Лорен обернулся к зрителям, желая прочесть в глазах Мориса, что делать. Но Морис не показал ему знаком, что следует говорить, и Лорен молчал. Это значило произнести себе приговор, за которым не замедлило последовать исполнение. Фукье изложил в общих чертах обвинение, президент дал заключение, присяжные пошли совещаться и возвратились с обвинительным приговором

над Лореном и Женевьевой.

Президент присудил их обоих к смертной казни.

На больших часах дворца было два. Президент употребил на вынесение приговора ровно столько времени, сколько звучал бой часов.

Морис слушал слияние этих двух звуков — голоса и металла, — и когда дрожание их в воздухе затихло, силы его уже были истощены.

Жандармы увели Женевьеву и Лорена, который предложил ей свою руку. Оба они приветствовали Мориса, но различно. Лорен улыбнулся, Женевьева, бледная, чуть не в обмороке, послала ему последний поцелуй на кончиках пальцев, смоченных слезами.

Она до последнего мгновения сохраняла надежду на жизнь и плакала не о жизни своей, но о своей любви, которая угасала с жизнью.

Морис, полупомешанный, не отвечал на это прощание своих друзей; он встал, бледный, растерянный, со скамьи, на которую было опустился. Друзья его уже скрылись.

Одно только чувствовал Морис — еще была жива в нем злоба, глодавшая его сердце.

Он в последний раз посмотрел вокруг и увидел Диксмера, который удалялся вместе с другими зрителями и согнулся, проходя в низенькую дверь, ведущую в коридор.

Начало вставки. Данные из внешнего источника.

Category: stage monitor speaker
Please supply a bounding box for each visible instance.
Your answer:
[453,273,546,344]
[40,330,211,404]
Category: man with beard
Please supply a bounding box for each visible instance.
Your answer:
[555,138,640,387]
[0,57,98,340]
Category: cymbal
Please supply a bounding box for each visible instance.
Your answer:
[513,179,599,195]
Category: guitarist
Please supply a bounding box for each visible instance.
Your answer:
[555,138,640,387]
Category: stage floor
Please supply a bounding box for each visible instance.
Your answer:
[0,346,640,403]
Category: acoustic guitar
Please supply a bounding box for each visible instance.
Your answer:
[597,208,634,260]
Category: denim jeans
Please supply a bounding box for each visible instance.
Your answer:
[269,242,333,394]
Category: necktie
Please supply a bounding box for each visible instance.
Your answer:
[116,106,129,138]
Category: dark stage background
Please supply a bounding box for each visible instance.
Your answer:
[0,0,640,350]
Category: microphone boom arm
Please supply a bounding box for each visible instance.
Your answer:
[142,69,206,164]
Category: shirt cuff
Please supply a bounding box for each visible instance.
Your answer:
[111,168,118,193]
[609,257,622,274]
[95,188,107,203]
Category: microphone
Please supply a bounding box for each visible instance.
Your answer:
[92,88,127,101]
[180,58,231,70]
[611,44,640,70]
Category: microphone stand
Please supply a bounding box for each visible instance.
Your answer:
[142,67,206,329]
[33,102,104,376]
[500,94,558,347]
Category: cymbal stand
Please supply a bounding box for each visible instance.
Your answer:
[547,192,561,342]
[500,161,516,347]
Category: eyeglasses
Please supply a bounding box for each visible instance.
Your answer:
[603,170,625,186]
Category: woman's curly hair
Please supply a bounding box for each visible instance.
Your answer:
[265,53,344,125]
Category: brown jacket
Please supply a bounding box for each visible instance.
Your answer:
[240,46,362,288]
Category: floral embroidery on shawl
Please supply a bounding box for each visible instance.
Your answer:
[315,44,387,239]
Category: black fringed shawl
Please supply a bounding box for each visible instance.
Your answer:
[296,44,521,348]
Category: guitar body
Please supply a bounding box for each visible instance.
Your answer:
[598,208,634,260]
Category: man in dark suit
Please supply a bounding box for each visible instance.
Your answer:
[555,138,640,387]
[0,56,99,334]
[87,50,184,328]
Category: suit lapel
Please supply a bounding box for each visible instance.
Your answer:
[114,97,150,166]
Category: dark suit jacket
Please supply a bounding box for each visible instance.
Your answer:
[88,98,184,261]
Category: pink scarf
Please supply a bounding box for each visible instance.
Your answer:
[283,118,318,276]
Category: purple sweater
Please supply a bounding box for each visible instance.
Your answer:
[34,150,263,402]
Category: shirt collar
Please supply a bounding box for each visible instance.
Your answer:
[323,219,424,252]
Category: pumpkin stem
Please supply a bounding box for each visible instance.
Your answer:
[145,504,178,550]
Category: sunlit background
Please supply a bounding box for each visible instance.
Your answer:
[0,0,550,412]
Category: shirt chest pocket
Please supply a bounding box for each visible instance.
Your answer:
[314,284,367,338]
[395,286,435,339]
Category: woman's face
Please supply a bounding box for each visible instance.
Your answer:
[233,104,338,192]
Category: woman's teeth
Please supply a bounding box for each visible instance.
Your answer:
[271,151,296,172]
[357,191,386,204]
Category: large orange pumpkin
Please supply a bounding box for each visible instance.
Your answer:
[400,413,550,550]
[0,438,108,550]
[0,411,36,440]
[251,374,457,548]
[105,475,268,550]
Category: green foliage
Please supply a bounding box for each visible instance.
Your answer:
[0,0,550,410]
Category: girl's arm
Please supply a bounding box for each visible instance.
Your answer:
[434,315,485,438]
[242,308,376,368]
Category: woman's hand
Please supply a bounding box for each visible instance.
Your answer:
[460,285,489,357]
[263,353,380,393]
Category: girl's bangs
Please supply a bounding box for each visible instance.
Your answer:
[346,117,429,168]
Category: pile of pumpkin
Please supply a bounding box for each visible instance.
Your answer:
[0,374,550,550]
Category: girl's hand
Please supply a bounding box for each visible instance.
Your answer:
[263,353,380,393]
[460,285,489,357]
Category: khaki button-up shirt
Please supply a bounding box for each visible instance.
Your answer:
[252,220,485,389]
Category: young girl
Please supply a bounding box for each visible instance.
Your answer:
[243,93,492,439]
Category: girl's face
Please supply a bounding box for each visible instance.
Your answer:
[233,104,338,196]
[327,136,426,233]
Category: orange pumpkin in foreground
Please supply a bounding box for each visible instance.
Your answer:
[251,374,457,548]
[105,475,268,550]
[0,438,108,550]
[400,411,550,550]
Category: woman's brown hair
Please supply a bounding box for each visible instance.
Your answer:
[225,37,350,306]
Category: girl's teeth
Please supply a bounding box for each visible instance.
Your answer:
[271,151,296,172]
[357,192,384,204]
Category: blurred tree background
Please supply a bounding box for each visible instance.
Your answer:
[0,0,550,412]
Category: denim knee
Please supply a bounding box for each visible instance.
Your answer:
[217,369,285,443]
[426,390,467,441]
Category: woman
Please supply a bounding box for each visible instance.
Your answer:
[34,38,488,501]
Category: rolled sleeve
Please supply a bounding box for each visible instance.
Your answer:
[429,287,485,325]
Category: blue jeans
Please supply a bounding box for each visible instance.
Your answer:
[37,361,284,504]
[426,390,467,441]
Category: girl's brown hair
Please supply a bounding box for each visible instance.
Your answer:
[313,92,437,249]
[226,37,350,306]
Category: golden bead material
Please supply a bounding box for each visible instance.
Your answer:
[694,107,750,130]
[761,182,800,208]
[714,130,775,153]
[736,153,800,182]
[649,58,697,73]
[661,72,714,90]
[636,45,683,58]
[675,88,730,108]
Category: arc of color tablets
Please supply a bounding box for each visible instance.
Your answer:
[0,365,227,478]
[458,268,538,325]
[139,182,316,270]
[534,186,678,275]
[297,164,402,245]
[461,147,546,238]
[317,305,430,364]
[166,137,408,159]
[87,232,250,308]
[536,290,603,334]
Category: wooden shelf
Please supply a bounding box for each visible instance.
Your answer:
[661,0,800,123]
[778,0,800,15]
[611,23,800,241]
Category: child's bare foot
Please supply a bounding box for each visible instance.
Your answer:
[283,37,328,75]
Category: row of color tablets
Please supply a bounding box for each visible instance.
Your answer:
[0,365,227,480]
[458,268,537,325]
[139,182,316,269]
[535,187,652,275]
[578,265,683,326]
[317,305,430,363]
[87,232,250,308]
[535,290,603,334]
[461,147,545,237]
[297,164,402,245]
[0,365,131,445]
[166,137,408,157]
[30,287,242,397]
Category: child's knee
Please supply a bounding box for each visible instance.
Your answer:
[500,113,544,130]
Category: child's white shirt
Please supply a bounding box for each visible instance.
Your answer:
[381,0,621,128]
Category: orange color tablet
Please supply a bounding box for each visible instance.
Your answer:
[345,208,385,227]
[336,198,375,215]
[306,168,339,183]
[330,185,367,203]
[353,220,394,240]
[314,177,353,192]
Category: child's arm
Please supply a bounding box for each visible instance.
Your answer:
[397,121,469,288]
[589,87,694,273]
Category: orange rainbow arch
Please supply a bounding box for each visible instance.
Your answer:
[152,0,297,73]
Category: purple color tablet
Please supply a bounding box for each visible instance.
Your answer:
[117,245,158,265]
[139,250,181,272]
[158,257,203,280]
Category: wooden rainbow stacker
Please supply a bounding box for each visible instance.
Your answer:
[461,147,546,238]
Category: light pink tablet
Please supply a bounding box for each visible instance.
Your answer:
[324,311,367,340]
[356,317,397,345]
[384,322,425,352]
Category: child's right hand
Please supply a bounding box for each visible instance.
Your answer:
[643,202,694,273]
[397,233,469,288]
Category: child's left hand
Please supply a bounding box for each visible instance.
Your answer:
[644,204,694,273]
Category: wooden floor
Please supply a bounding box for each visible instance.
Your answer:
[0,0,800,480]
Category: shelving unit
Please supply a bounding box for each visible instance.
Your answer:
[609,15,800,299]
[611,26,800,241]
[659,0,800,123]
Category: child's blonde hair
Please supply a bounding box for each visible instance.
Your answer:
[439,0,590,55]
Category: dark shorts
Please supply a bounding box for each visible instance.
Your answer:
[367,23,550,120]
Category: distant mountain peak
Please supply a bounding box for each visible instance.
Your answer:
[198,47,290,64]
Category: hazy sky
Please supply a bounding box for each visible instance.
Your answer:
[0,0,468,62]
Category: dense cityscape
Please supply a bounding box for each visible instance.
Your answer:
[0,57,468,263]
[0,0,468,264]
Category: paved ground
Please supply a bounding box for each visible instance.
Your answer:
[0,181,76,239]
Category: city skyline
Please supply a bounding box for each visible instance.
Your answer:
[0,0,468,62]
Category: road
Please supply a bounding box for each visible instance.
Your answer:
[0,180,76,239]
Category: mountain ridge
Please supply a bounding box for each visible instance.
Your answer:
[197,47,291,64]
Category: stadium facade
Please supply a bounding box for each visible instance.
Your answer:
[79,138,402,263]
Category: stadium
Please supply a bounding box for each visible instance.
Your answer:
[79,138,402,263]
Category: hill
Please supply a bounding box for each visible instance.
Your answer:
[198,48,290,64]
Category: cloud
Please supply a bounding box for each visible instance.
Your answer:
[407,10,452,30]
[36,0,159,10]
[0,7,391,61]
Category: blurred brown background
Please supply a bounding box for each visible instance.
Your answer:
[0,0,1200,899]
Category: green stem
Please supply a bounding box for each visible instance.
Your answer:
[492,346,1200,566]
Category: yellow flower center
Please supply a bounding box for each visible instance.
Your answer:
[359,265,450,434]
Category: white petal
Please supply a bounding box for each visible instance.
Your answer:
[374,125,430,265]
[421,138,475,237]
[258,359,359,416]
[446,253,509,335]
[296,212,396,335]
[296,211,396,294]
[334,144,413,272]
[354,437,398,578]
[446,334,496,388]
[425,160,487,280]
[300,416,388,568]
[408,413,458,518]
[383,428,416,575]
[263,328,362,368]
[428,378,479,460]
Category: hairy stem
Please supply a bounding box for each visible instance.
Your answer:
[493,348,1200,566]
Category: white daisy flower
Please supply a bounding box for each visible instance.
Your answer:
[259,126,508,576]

Морис с быстротой сжатой пружины, которая вдруг распрямилась, поскакал со скамьи на скамью и очутился у той же двери.

Диксмер уже прошел ее и спускался в темный коридор. Морис спускался позади него.

В ту секунду, как Диксмер ступил на плиты большого зала, Морис коснулся его плеча.

LIII. Дуэль

В эту эпоху почувствовать удар по плечу было делом весьма серьезным.

Диксмер обернулся и узнал Мориса.

— А, здравствуйте, гражданин республиканец, — сказал Диксмер с легкой дрожью, которую, однако, он тотчас же скрыл.

— Здравствуй, гражданин подлец, — отвечал Морис. — Вы ждали меня, не правда ли?

— То есть напротив, перестал ждать.

— Отчего же?

— Потому что ждал вас раньше.

— Я пришел еще слишком рано для тебя, злодея! — продолжал Морис ужасающим голосом, потому что в сердце его скопились громовые тучи, так как глаза бросали молнии.

— Из ваших глаз сверкает пламя, гражданин, — сказал Диксмер. — Нас узнают и будут преследовать.

— Да, а ты боишься, что тебя арестуют, не правда ли, боишься, что отведут на тот самый эшафот, куда ты посылаешь других? Пускай арестуют нас; тем лучше. Сегодня, кажется, недостает одного преступного имени в списке национального правосудия…

— Как недостает одного имени в списке чести — не правда ли, — с тех пор, как оттуда скрылось ваше имя.

— Хорошо, об этом, надеюсь, мы еще поговорим. А покуда вы излили месть — и как подло излили! — на женщину. Если, как вы говорите, вы ждали меня, то для чего не ждали у меня в доме в тот день, как вы украли у меня Женевьеву?